Clearly, the numbers matter, especially in California where billions of federal monies could be lost due to an inaccurate tally. In a state where Latinos make up nearly 40 percent of the population and contribute to its thriving economy, we need to get this right or the 2020 Census could shape up to be one of the most disastrous threats to our democracy since our founding.
A series of factors could be credited with a potential undercount. To start, this will be the first census to move online. An online census sounds ideal for reduced costs, but considering that only 54 percent of Latinos in California access the internet through broadband, compared to 69 percent of all Californians, this move will prove difficult for counting the Latino population.
The Trump administration’s attempt to add a citizenship question to the census was dealt a legal blow this month when a U.S. district judge ruled adding such a question violates federal statute. But since the administration promises not to quit the threat to add the question, the mistrust that officials are breeding stands to scare immigrant and Latino communities from participating, which could lead to an even greater undercount of these populations and prevent states from their rightful share of representatives in the U.S. House.
This hits home hard in California, where more than 15 million Latinos work and live, including close to 3 million undocumented immigrants. Since California is the most populous state in the union, constitutionally speaking, it should also possess the maximum share of political representatives at the federal level. Because Latinos and immigrants were counted in the 2010 Census, California obtained the most number of members in the U.S. House at 53.
This seems like a big number, but even 10 years ago Latinos were undercounted, including more than 100,000 Latino children ages 0-4.

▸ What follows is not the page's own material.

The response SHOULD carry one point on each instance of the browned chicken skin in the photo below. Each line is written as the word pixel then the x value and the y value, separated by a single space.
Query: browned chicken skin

The Latino Community Foundation, a statewide foundation in California focused on unleashing the political power of Latinos, continues to call for a fair and accurate count of Latinos, and planning ways with like-minded groups to do so. LCF began in early 2018 to actively engage Latinos up and down the state with a roadmap to prepare for the 2020 Census.
California is also stepping up, issuing an application for community-based organizations to help conduct critical education and outreach for getting the census count right. Organizations must apply by Feb. 15 to be considered for dollars that both former Gov. Jerry Brown and current Gov. Gavin Newsom budgeted to achieve a successful count.
There is still hope in achieving a complete count, but time is getting tight. It’s on us, the 57 million Latinos who live in this country and who are yearning to be politically represented.
Like our founding fathers who said that a true representative democracy derives from the will, and the taxes, of the people, it’s time to view counting in the census as an act of resistance. For to resist, we must exist. The census is the mechanism to make sure all voices are represented.
Christian Arana is policy director with the Latino Community Foundation in San Francisco.